Sunday, January 11, 2015

The Epiphany of the Lord

4 January 2015

EntranceBethlehem of noblest cities
Penitential RiteSt Gabriel (mtgf)
GloriaChristmas (Paul Gibson)
Psalm 71O Lord, all the earth (mtgf)
Gospel AcclamationSalisbury Alleluia (Christopher Walker)
Preparation of GiftsWhat shall we give (Catalan arr. Dean)
Eucharistic AcclamationsCreation (Marty Haugen)
Lamb of GodChristmas (mtgf)
Communion AntiphonWe have seen his star (mtgf)
CommunionThe Three Kings (Cornelius)
FinalWe three Kings

In previous years, and you can check, we have begun the Epiphany with 'We 3 kings' and ended with 'The first Nowell'. This year we made a change and began with Bethlehem of noblest cities'. For me, at least, there is a tension between wanting to have our fill of carols and awareness a number of the Epiphany hymns giving perhaps a more theological view of the feast. Though I know some don't like 'We three kings' I think it is a good original carol and suspect that its verse have informed people of an interpretation of the Epiphany story. [I was intrigued to hear of some US parishes omitting the 4th verse as it is too sad - this may be an urban myth.]
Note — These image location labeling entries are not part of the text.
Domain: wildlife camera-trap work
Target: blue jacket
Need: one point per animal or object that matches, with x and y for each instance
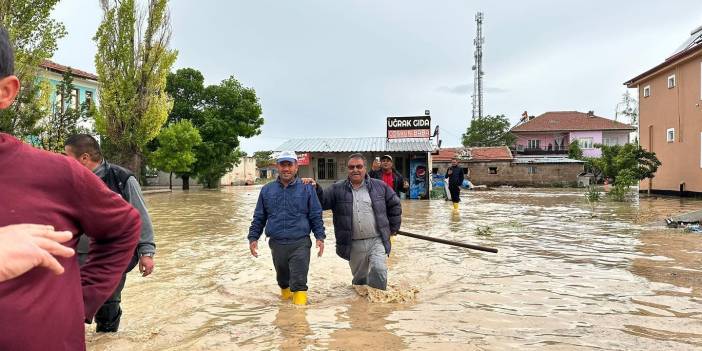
(288, 214)
(386, 208)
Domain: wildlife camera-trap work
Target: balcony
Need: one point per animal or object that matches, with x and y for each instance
(521, 150)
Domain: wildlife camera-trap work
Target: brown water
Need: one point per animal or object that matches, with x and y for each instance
(563, 280)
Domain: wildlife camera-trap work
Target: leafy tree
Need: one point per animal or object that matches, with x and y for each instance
(34, 36)
(231, 111)
(176, 151)
(633, 158)
(65, 119)
(186, 87)
(133, 61)
(574, 151)
(489, 131)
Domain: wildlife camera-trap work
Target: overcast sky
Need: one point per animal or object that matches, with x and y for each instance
(339, 68)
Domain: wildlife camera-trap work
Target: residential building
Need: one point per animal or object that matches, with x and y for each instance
(552, 133)
(495, 166)
(670, 118)
(85, 84)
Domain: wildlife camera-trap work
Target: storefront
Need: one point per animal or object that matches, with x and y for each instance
(324, 159)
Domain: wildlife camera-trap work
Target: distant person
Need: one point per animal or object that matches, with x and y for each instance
(40, 310)
(367, 212)
(288, 210)
(390, 175)
(375, 169)
(455, 177)
(86, 150)
(26, 246)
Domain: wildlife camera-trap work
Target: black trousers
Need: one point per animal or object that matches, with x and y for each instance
(109, 315)
(455, 193)
(291, 262)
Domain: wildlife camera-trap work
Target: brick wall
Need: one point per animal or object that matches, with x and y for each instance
(518, 174)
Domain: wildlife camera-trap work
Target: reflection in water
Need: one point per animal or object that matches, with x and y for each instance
(563, 279)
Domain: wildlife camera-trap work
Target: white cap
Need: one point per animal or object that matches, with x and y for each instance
(287, 156)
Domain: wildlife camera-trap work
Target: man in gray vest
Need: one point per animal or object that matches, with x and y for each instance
(86, 150)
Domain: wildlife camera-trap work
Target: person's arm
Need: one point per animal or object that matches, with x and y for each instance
(136, 199)
(315, 214)
(257, 224)
(393, 209)
(113, 227)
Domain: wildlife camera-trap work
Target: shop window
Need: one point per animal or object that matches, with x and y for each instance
(585, 143)
(326, 168)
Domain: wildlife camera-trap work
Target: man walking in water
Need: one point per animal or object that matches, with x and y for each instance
(40, 310)
(455, 177)
(366, 213)
(288, 209)
(86, 150)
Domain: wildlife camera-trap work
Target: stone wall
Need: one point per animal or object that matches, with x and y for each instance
(517, 174)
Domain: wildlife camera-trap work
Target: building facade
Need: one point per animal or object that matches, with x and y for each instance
(496, 166)
(324, 159)
(552, 133)
(670, 118)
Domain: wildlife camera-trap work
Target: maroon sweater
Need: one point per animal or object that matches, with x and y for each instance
(40, 310)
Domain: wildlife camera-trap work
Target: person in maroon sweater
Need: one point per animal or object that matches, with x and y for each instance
(40, 310)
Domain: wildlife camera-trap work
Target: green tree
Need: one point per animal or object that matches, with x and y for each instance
(186, 87)
(176, 150)
(66, 118)
(632, 158)
(574, 151)
(489, 131)
(230, 111)
(132, 62)
(34, 36)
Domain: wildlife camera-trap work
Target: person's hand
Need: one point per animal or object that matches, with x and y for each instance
(320, 246)
(26, 246)
(146, 265)
(309, 181)
(253, 246)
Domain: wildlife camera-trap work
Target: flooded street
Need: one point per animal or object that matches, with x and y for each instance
(562, 280)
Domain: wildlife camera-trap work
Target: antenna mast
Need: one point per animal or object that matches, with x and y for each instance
(478, 68)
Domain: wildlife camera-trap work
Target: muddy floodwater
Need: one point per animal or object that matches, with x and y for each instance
(563, 280)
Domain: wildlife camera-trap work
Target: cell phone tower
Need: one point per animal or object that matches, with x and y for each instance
(478, 68)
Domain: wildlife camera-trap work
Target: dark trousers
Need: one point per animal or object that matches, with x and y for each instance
(455, 193)
(291, 262)
(108, 316)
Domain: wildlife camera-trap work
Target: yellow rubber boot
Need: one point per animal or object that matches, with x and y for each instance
(300, 298)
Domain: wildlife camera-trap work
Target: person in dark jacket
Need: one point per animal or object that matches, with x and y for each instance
(288, 209)
(86, 150)
(455, 177)
(366, 213)
(388, 174)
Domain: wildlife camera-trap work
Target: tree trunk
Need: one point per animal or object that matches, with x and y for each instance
(186, 181)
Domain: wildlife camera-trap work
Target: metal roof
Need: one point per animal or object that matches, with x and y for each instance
(542, 159)
(369, 144)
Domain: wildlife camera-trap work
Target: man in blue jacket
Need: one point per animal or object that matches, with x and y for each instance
(366, 213)
(288, 209)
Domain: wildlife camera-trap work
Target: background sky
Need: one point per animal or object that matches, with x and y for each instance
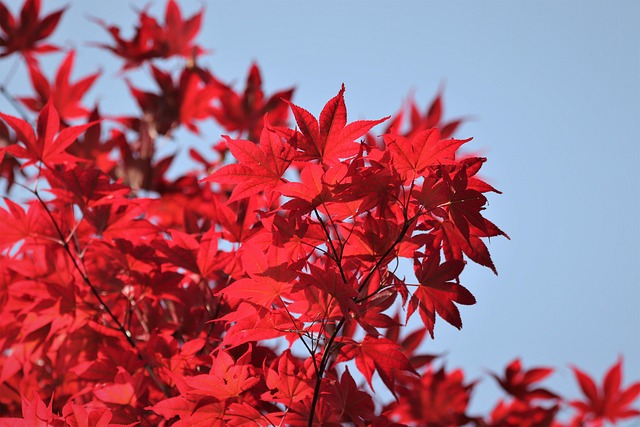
(553, 90)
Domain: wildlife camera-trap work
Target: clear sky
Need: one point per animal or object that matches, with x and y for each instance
(553, 89)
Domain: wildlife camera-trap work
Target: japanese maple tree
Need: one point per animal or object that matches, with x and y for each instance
(260, 286)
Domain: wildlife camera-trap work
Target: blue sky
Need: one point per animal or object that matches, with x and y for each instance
(553, 90)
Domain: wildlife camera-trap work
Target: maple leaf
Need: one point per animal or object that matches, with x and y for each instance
(66, 96)
(377, 355)
(437, 398)
(259, 168)
(611, 402)
(330, 138)
(25, 34)
(437, 293)
(518, 382)
(269, 280)
(152, 40)
(286, 381)
(412, 155)
(181, 102)
(46, 147)
(310, 192)
(227, 378)
(246, 112)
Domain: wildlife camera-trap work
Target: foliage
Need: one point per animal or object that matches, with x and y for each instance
(259, 288)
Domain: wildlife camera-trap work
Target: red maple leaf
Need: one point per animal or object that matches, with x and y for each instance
(179, 102)
(259, 168)
(518, 382)
(611, 402)
(246, 112)
(438, 292)
(46, 147)
(377, 355)
(66, 96)
(330, 138)
(152, 40)
(25, 34)
(412, 155)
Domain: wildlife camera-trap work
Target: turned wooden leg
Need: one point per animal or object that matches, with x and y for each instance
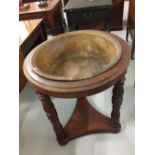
(53, 117)
(117, 99)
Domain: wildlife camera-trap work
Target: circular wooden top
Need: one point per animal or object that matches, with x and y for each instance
(80, 88)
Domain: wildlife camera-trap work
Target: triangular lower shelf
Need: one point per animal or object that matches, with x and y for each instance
(86, 120)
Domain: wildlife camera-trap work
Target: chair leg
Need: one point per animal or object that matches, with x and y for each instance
(127, 34)
(133, 49)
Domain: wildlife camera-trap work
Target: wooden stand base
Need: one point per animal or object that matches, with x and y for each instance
(86, 120)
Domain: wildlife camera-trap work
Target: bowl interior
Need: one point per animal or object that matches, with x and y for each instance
(76, 56)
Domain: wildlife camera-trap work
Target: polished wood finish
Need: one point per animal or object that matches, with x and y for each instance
(85, 119)
(117, 99)
(116, 22)
(131, 26)
(22, 79)
(53, 117)
(75, 59)
(31, 33)
(116, 14)
(51, 15)
(82, 13)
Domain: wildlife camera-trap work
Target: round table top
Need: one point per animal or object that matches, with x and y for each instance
(79, 88)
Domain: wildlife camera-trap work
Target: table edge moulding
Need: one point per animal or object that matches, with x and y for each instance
(85, 119)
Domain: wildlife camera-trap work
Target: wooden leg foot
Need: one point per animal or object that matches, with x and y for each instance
(117, 99)
(53, 118)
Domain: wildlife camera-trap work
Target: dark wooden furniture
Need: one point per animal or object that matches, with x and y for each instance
(51, 15)
(85, 119)
(73, 7)
(31, 33)
(88, 14)
(116, 22)
(131, 26)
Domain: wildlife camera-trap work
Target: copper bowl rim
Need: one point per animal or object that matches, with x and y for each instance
(105, 35)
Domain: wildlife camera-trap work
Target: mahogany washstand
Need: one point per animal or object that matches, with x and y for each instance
(44, 69)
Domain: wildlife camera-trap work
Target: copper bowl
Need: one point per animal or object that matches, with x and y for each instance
(76, 55)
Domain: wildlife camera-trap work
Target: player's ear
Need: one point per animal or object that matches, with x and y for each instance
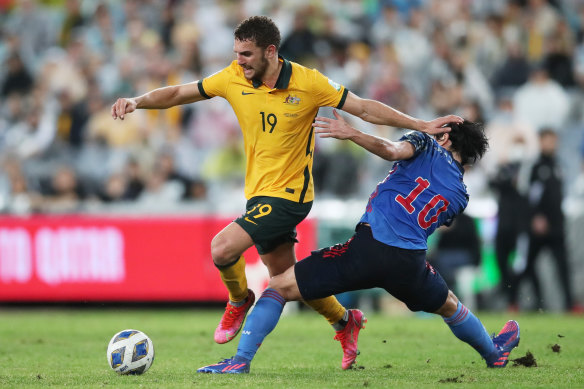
(443, 138)
(271, 51)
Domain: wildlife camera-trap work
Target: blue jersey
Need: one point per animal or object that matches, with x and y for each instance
(419, 195)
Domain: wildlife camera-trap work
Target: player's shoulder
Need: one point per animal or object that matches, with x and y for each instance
(231, 70)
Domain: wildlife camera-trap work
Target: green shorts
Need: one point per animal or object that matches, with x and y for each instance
(271, 221)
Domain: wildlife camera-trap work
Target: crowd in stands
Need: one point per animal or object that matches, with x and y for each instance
(516, 65)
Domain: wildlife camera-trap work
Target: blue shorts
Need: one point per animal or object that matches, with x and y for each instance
(363, 263)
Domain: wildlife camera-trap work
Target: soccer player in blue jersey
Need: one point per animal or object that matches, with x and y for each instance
(424, 190)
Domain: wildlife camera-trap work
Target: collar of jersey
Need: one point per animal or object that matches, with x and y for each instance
(283, 78)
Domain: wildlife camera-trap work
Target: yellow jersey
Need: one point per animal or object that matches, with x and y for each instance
(277, 125)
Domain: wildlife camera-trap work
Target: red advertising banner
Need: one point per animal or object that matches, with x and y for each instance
(86, 258)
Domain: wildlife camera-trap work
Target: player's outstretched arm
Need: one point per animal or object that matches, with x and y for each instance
(340, 129)
(160, 98)
(376, 112)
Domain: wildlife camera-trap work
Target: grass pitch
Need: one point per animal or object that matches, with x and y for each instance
(67, 347)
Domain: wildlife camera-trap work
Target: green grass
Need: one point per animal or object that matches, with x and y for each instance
(58, 348)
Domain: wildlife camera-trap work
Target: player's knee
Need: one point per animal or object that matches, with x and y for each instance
(281, 285)
(221, 252)
(450, 305)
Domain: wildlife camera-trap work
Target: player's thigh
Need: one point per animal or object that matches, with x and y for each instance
(421, 287)
(271, 221)
(229, 244)
(280, 259)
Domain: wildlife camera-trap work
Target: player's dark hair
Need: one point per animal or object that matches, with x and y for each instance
(469, 140)
(259, 29)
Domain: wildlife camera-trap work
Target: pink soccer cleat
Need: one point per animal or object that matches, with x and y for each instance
(232, 320)
(349, 335)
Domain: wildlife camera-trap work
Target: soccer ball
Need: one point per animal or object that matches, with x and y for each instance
(130, 352)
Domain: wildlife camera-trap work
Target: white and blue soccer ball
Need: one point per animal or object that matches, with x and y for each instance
(130, 352)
In the event the opening hymn was just that - and I think what I am partly looking for is the character brings - and gives to the season - this is not Ordinary Time. We three kings did not feel right at the end either - a case of 'we already know this why are you telling us again?'? My thought for next year is the kings at the beginning and a hymn at the end but something uplifting. As Wie schön leeches die Morgenstern is not in the hymnbook 'Songs of thankfulness and praise' but as I suspect the tune is not known perhaps to King Divine?

I have been working on the Common Psalms recently. A Common Psalm is provided for Epiphany in addition to Christmas, presumably to show a shift in the season. (Though the Christmas response All the ends of the earth have seen the salvation of our God. would also be appropriate.) What I found interesting, and I suspect is no more than different working groups on the Lectionary, is that for the Epiphany the psalm verses are the same but the response is longer and I think is slightly better — Before you all kings shall fall prostrate, all nations shall serve you.